Though she still can’t keep too many things, she has more small possessions. Her fairly extensive wardrobe travels everywhere with her, packed in duffel bags and suitcases. She has a lot of jewelry, as well, some of it costume, some precious gifts from family members and ex-boyfriends. She brings a framed photo of her and Charlie dressed as Power Rangers for Halloween at ages 8 and 5 with her every time she moves. She was the yellow one, and he the red. They’re laughing like idiots in it—nothing makes her smile more.
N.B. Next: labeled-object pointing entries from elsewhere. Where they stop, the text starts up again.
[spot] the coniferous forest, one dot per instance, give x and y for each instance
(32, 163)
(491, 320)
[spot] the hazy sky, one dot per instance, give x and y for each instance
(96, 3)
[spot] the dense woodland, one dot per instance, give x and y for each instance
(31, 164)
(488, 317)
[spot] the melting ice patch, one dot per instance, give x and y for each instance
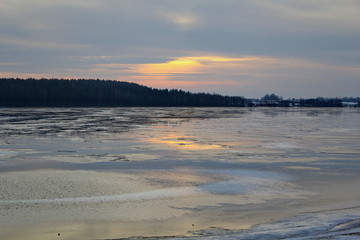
(148, 195)
(281, 145)
(240, 182)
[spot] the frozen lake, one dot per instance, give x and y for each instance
(197, 173)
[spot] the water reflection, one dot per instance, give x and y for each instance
(183, 143)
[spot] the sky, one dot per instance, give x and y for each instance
(293, 48)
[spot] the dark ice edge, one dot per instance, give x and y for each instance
(336, 224)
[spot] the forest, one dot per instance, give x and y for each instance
(15, 92)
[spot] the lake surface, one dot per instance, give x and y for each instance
(223, 173)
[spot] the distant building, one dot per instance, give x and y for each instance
(350, 104)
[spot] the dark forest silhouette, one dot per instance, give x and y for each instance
(15, 92)
(101, 93)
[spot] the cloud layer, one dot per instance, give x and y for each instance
(304, 48)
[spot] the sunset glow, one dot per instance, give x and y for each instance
(182, 143)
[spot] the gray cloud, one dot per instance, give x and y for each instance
(74, 37)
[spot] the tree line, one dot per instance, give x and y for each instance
(15, 92)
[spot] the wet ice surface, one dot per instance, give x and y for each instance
(168, 171)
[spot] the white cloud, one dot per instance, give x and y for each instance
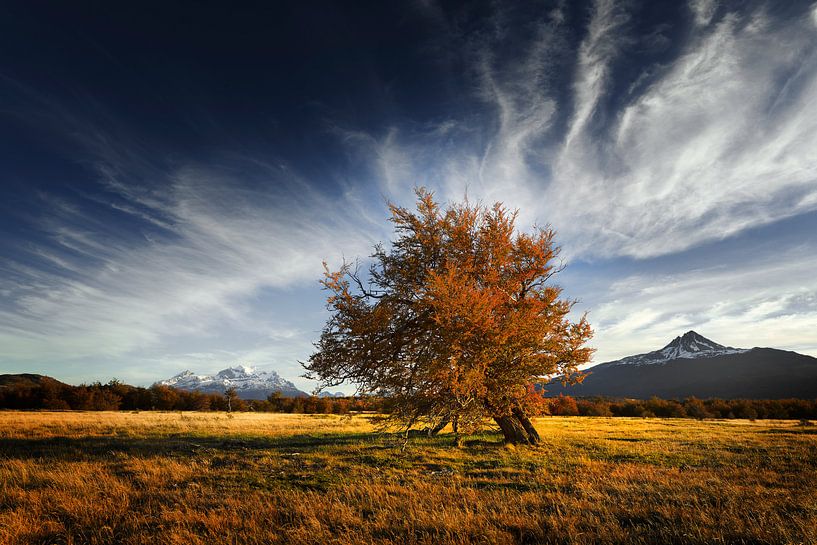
(703, 10)
(229, 240)
(720, 143)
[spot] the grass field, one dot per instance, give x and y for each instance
(158, 478)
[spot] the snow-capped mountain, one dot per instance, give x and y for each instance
(692, 365)
(690, 345)
(248, 382)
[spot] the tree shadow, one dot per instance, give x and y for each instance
(176, 446)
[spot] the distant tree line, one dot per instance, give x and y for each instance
(49, 394)
(688, 408)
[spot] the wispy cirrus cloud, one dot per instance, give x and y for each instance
(86, 295)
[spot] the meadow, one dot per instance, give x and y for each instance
(249, 478)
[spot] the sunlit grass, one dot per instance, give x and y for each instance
(263, 478)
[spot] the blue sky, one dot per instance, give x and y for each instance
(173, 176)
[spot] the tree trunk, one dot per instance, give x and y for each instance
(533, 435)
(439, 427)
(512, 430)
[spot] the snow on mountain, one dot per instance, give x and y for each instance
(248, 382)
(690, 345)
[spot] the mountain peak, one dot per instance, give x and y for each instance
(248, 382)
(690, 345)
(692, 342)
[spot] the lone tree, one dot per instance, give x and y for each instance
(455, 321)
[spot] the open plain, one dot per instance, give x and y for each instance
(148, 478)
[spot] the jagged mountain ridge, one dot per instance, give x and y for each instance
(690, 345)
(248, 382)
(692, 365)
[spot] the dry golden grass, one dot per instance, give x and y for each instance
(158, 478)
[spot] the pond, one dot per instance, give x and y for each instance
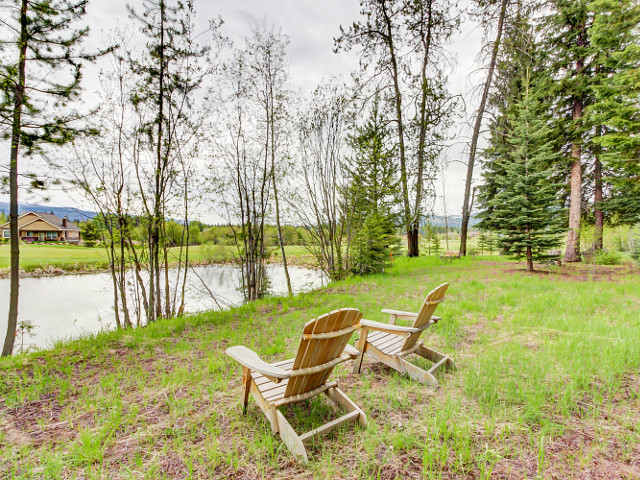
(68, 306)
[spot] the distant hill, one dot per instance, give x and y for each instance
(73, 214)
(452, 221)
(81, 215)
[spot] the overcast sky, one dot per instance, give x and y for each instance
(311, 26)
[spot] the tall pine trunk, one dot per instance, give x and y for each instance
(466, 208)
(598, 235)
(572, 253)
(18, 100)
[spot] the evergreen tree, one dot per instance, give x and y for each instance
(491, 243)
(373, 191)
(570, 75)
(437, 246)
(35, 101)
(525, 209)
(615, 111)
(482, 242)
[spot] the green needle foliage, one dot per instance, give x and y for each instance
(525, 208)
(373, 190)
(615, 111)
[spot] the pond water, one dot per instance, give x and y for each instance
(69, 306)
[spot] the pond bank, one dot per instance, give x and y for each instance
(46, 270)
(546, 387)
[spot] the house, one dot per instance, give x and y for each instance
(44, 227)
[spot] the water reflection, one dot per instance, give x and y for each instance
(69, 306)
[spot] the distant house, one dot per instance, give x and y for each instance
(44, 227)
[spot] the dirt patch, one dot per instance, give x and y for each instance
(37, 422)
(578, 272)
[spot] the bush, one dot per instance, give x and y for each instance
(604, 257)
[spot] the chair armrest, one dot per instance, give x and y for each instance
(399, 314)
(251, 360)
(351, 351)
(383, 327)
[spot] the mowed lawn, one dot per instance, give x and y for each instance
(73, 257)
(547, 386)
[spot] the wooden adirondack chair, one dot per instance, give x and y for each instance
(391, 343)
(324, 344)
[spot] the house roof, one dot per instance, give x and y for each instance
(51, 219)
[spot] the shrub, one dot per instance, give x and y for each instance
(604, 257)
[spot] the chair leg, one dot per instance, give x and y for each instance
(436, 357)
(362, 346)
(246, 388)
(291, 439)
(340, 398)
(416, 373)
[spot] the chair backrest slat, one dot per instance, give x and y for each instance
(323, 340)
(434, 298)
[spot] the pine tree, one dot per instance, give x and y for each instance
(35, 104)
(437, 245)
(615, 111)
(482, 242)
(373, 191)
(525, 210)
(570, 75)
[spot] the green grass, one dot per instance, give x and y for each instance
(547, 386)
(74, 257)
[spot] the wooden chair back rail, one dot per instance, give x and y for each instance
(323, 342)
(304, 396)
(424, 320)
(323, 336)
(406, 352)
(435, 302)
(320, 368)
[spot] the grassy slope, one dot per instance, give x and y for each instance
(547, 387)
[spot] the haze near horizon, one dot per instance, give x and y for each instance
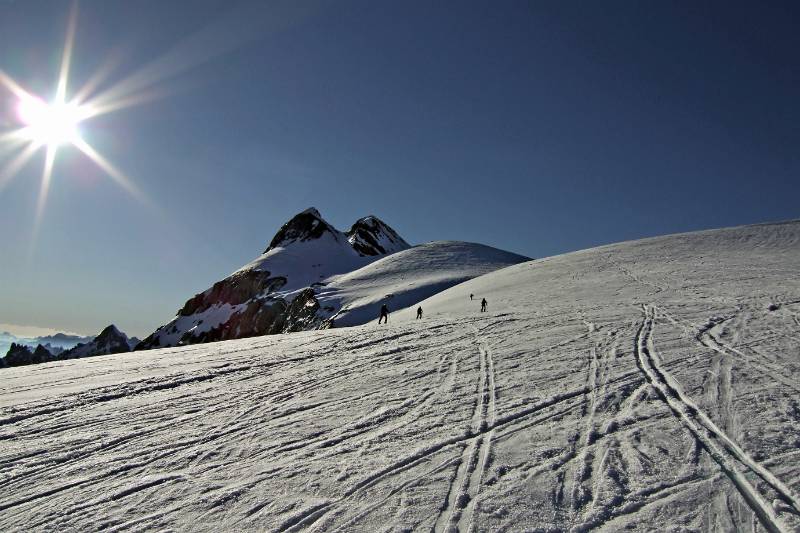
(537, 128)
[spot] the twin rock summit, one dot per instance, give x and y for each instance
(313, 276)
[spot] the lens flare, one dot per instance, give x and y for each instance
(53, 124)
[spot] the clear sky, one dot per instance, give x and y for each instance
(536, 127)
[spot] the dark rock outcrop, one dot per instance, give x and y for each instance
(257, 300)
(371, 236)
(304, 226)
(110, 340)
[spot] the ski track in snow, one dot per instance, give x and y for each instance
(638, 386)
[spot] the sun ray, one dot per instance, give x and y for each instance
(47, 174)
(13, 86)
(94, 81)
(10, 170)
(66, 58)
(117, 175)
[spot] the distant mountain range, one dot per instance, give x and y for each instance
(62, 346)
(54, 343)
(313, 276)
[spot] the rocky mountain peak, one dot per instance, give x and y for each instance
(371, 236)
(305, 226)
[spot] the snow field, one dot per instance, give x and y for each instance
(645, 385)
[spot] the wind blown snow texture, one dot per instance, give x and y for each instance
(648, 385)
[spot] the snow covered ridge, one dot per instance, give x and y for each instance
(644, 386)
(314, 276)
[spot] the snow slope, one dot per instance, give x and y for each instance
(312, 273)
(649, 385)
(404, 278)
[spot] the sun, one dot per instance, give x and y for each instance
(56, 124)
(50, 124)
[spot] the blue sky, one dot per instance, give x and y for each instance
(537, 127)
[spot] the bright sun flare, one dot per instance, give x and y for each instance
(53, 124)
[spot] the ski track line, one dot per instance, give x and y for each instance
(703, 336)
(698, 423)
(480, 427)
(128, 389)
(410, 483)
(460, 503)
(378, 429)
(639, 500)
(578, 493)
(488, 418)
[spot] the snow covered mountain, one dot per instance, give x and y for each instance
(313, 275)
(53, 343)
(644, 386)
(111, 340)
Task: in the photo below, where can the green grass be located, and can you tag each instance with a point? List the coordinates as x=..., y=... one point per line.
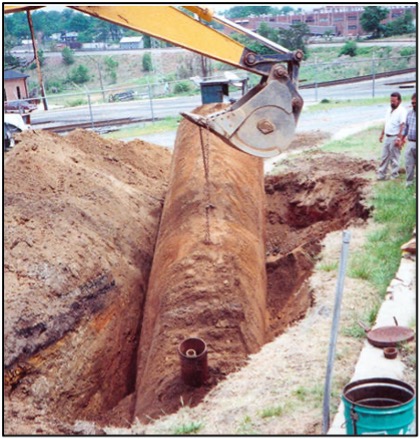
x=395, y=214
x=159, y=126
x=186, y=429
x=327, y=104
x=364, y=144
x=271, y=412
x=328, y=267
x=247, y=427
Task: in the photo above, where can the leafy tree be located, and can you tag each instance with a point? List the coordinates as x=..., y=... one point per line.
x=328, y=34
x=264, y=30
x=68, y=56
x=350, y=49
x=17, y=26
x=371, y=18
x=79, y=75
x=286, y=10
x=41, y=57
x=147, y=62
x=111, y=68
x=401, y=25
x=78, y=23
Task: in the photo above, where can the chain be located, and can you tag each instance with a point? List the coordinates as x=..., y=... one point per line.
x=205, y=149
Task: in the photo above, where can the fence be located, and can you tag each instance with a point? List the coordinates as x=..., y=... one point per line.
x=313, y=73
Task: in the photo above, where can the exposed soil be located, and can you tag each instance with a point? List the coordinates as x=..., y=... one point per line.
x=81, y=222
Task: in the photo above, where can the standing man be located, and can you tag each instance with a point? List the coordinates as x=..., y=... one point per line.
x=410, y=134
x=394, y=125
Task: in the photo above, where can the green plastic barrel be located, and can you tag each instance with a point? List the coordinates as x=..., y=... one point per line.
x=379, y=406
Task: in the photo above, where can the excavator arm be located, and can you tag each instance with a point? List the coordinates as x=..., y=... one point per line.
x=262, y=122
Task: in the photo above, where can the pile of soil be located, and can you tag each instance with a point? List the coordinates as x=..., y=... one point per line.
x=81, y=221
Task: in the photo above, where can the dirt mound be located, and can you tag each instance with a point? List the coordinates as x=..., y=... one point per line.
x=81, y=221
x=325, y=194
x=208, y=277
x=81, y=218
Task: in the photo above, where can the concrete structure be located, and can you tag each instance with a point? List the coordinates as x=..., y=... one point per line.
x=14, y=85
x=341, y=20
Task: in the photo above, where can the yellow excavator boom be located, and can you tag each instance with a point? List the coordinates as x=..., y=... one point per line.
x=262, y=122
x=170, y=24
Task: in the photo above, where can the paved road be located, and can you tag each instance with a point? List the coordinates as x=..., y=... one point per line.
x=160, y=108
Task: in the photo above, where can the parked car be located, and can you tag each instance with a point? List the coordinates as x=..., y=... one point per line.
x=123, y=96
x=12, y=124
x=20, y=106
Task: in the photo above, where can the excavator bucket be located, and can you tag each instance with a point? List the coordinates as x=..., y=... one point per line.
x=262, y=123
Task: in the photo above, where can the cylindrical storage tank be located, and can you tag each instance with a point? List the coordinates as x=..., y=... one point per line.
x=208, y=277
x=379, y=406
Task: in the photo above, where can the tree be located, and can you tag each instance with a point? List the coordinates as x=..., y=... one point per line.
x=79, y=75
x=68, y=56
x=111, y=68
x=147, y=62
x=371, y=18
x=286, y=10
x=350, y=49
x=400, y=26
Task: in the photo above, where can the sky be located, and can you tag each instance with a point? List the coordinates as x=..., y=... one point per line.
x=218, y=7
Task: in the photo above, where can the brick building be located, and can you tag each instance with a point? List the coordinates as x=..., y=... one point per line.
x=340, y=20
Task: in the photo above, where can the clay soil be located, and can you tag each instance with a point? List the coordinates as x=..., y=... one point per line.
x=81, y=222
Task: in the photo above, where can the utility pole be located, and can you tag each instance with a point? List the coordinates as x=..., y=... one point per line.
x=38, y=64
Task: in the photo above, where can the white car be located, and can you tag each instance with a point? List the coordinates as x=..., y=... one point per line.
x=12, y=123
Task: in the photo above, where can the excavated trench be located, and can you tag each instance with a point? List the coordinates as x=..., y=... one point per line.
x=92, y=326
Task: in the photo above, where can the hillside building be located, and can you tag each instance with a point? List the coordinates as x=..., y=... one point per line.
x=15, y=86
x=339, y=20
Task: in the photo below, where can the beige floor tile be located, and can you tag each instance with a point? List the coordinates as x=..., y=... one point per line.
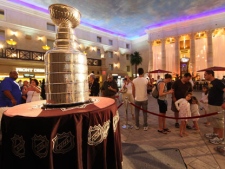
x=196, y=151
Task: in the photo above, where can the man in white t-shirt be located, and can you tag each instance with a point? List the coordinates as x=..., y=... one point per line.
x=140, y=97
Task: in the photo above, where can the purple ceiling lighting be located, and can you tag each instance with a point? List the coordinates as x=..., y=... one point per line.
x=138, y=31
x=182, y=19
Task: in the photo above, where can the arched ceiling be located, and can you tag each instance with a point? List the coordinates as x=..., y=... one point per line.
x=130, y=18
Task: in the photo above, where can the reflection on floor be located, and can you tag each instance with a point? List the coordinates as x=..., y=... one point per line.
x=195, y=149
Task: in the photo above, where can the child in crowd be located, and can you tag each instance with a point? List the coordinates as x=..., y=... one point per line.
x=195, y=112
x=183, y=106
x=204, y=102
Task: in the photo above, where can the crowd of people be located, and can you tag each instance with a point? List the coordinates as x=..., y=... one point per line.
x=184, y=103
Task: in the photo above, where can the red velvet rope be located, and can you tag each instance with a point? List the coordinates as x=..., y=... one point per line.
x=120, y=105
x=210, y=114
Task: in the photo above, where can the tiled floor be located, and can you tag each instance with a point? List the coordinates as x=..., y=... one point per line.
x=196, y=150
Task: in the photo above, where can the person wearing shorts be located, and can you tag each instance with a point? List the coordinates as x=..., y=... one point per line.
x=162, y=102
x=215, y=101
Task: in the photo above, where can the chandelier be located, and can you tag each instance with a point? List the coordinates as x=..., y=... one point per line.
x=46, y=47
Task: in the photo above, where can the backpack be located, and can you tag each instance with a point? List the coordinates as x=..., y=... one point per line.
x=155, y=91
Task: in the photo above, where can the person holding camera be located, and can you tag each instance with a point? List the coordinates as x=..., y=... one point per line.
x=109, y=87
x=127, y=92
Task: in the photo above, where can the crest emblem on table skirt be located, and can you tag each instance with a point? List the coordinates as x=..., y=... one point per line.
x=18, y=146
x=116, y=118
x=40, y=145
x=63, y=143
x=98, y=133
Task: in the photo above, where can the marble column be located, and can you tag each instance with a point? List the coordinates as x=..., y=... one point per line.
x=192, y=53
x=209, y=48
x=177, y=55
x=150, y=62
x=163, y=51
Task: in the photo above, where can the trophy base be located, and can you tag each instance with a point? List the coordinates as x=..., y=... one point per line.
x=65, y=105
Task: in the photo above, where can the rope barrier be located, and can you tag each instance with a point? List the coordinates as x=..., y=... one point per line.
x=210, y=114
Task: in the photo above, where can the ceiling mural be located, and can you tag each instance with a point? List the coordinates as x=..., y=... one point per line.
x=130, y=18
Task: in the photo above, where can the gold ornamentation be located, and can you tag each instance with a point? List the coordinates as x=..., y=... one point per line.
x=98, y=133
x=63, y=143
x=116, y=118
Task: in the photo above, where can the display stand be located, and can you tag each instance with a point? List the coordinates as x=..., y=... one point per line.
x=127, y=126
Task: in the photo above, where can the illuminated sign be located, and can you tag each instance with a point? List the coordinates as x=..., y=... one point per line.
x=28, y=75
x=21, y=69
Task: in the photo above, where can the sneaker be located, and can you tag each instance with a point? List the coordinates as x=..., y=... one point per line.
x=177, y=125
x=211, y=135
x=145, y=128
x=216, y=140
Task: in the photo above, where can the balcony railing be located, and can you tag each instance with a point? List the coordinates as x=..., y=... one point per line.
x=11, y=53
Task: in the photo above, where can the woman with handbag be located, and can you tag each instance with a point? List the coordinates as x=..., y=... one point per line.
x=127, y=92
x=33, y=91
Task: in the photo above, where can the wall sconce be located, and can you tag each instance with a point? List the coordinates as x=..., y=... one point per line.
x=93, y=48
x=46, y=47
x=40, y=38
x=184, y=59
x=11, y=42
x=116, y=65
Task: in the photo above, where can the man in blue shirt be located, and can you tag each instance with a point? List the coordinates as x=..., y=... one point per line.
x=10, y=93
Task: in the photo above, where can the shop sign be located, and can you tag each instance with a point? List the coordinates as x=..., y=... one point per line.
x=19, y=69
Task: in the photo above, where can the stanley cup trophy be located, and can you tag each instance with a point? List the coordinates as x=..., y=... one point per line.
x=66, y=67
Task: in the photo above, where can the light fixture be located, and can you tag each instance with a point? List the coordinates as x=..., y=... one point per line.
x=184, y=59
x=46, y=47
x=11, y=42
x=40, y=38
x=14, y=33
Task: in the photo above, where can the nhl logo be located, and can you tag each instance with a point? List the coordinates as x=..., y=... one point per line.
x=63, y=143
x=18, y=147
x=40, y=146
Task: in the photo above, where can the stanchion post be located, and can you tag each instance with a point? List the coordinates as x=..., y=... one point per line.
x=127, y=126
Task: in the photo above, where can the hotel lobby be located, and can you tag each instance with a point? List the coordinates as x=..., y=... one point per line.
x=178, y=37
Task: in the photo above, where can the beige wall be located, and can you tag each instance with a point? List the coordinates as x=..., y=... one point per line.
x=30, y=24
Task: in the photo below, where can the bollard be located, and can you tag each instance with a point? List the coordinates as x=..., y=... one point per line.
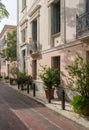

She also values her journals for the way they remind her how she’s changed since she left Seattle at 19.

Opera is her passion and has been since she started lessons at age 11, late for someone wanting to do it professionally, but not so late that her dream would be impossible. She’s had other interests over the years: a brief period in 9th grade when she thought that being popular and on the cheerleading team was more important than music, a horse phase from 8-10, learning guitar when she dated that guy in a band, and most recently, knitting to relax, though she hasn’t felt compelled to work on the scarf she was making for over a month, so that too may become obsolete soon. Rarely does Beth attend movies—she’s too antsy to sit in a theatre that long—but she’ll watch documentaries on the History channel for hours and can somehow manage to sit through a four hour-long opera with ease. She doesn’t read too many books, either, but she likes to reread her favorite, The Catcher in the Rye, once every year.